Par suite le jugement sera infirmé sur ce point et la société Assurances du [Localité 9] sera déboutée de cette demande.

3°) Sur la demande relative au paiement des factures de sous-traitance :

L'appelante indique que la société SOS Ambulance 63 lui a confié plusieurs courses pour lesquelles elle reste lui devoir une somme de 2 172,80 euros.

Il est indiqué au rapport d'audit que le compte 60 400 du [Localité 7] Livre correspond à de la sous-traitance réalisée par Ambulances du [Localité 9]. Au 4 août 2022 ce compte est débiteur d'une somme de 2 246,21 euros HT.

Cette somme ajoutée à celle due au titre du personnel extérieur se retrouve dans le rapport d'audit qui cite au titre des charges d'exploitation une dette de 20424 euros concernant les Ambulances du [Localité 9].

La société SOS Ambulances 63 affirme que l'appelante a vraisemblablement déjà reçu paiement des prestations facturées.
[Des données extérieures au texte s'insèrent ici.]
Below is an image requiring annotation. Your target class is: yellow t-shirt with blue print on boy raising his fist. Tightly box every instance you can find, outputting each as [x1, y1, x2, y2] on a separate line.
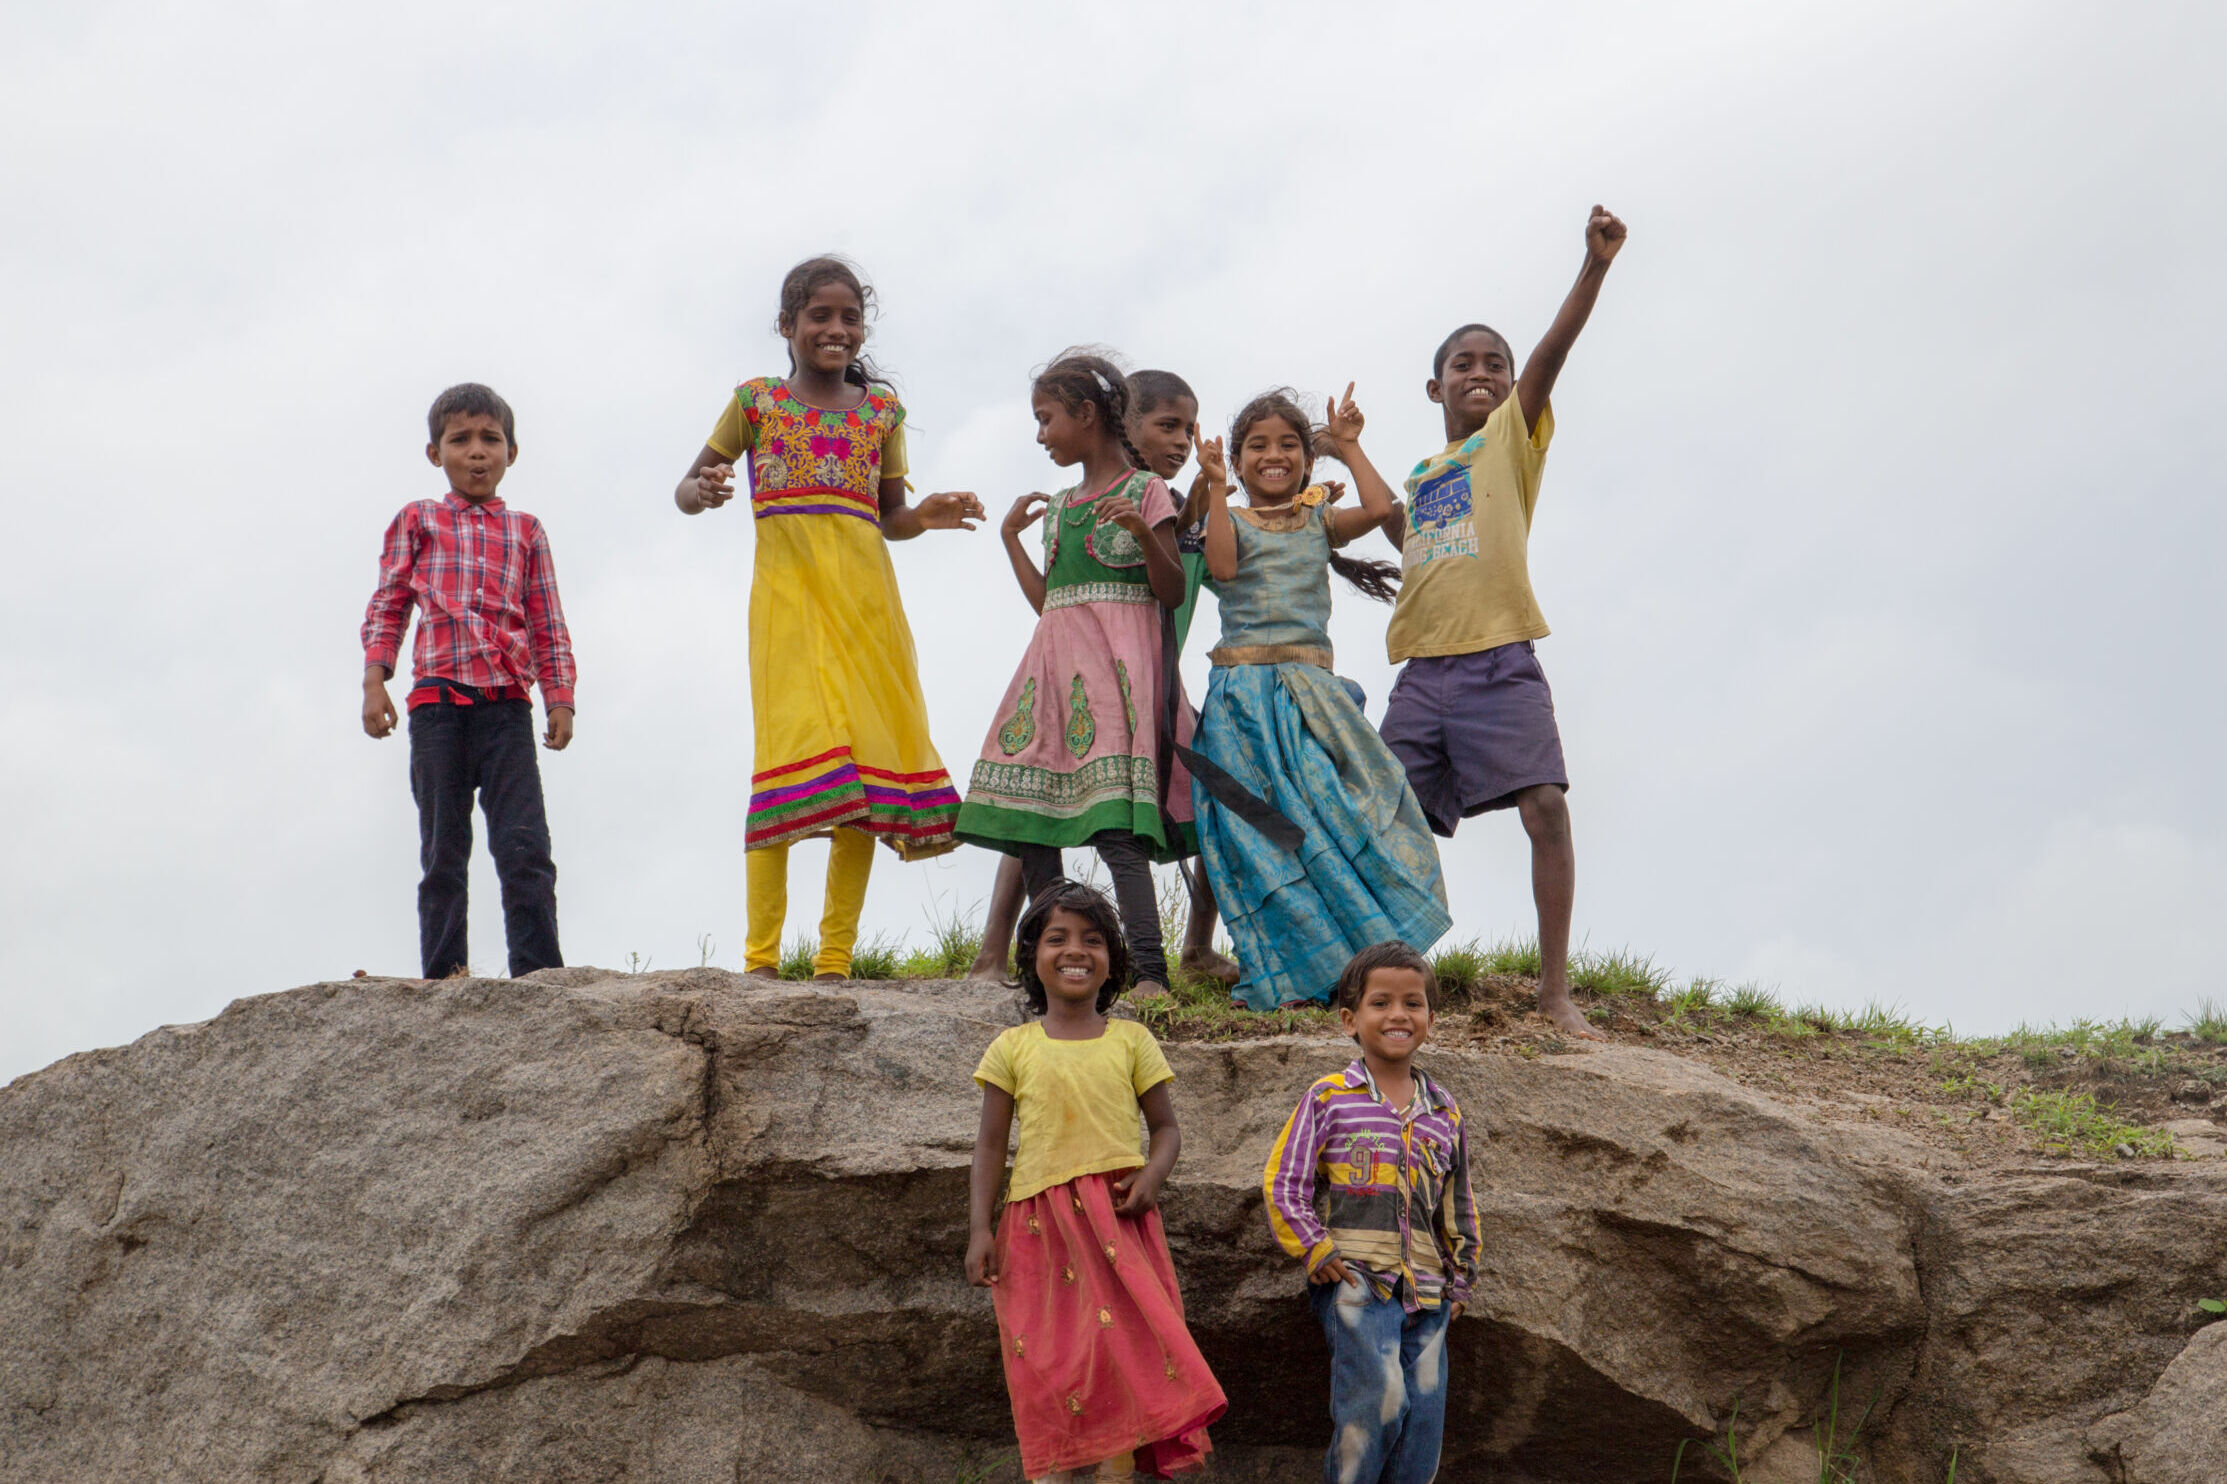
[1385, 392, 1554, 664]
Cette affirmation n'est étayée par aucune pièce, la société SOS Ambulances 63 ne démontre aucun paiement direct effectué par des tiers et ne justifie pas s'être libérée des sommes répertoriées dans la comptabilité de la société Europe Ambulances et facturées.

Le jugement sera infirmé sur ce point.

4°) Sur les autres demandes :

Les sommes auxquelles la société SOS Ambulances 63 sera condamnée porteront intérêts à compter du 14 avril 2023, date de réception de la lettre de mise en demeure.

La société SOS Ambulances 63 succombant pour l'essentiel de ses demandes sera condamnée aux dépens dont distraction au profit de Me Rahon.

Il serait inéquitable de laisser à la charge de l'appelante la charge de ses frais de défense. La société SOS Ambulances 63 sera condamnée à lui verser la somme de 4000 euros sur le fondement de l'article 700 du code de l'article 700 du code de procédure civile.

Par ces motifs :

La cour, statuant publiquement, contradictoirement, par mise à disposition de l'arrêt au greffe de la cour, les parties en ayant été préalablement avisées dans les conditions prévues au deuxième alinéa de l'article 450 du code de procédure civile, après en avoir délibéré conformément à la loi,

Infirme le jugement critiqué en toutes ses dispositions ;

Statuant à nouveau :

Condamne la SARL SOS Ambulances 63 à régler à la SARL Ambulances du [Localité 9] les sommes de :

- 21.531,52 euros au titre des prestations de mise à disposition

- 2.172,80 euros au titre des factures de sous-traitance

Dit que ces sommes porteront intérêts au taux légal à compter du 14 avril 2023 ;

Déboute la SARL Ambulances du [Localité 9] de sa demande en paiement de la somme de 9 721,05 euros ;

Condamne la SARL SOS Ambulances 63 à verser à la SARL Ambulances du [Localité 9] la somme de 4.000 euros sur le fondement de l'article 700 du code de procédure civile ;

Condamne la SARL SOS Ambulances 63 aux dépens ;

Dit que Me Rahon pourra directement recouvrer les dépens dont il aurait fait l'avance sans percevoir de provision par application de l'article 699 du code de procédure civile.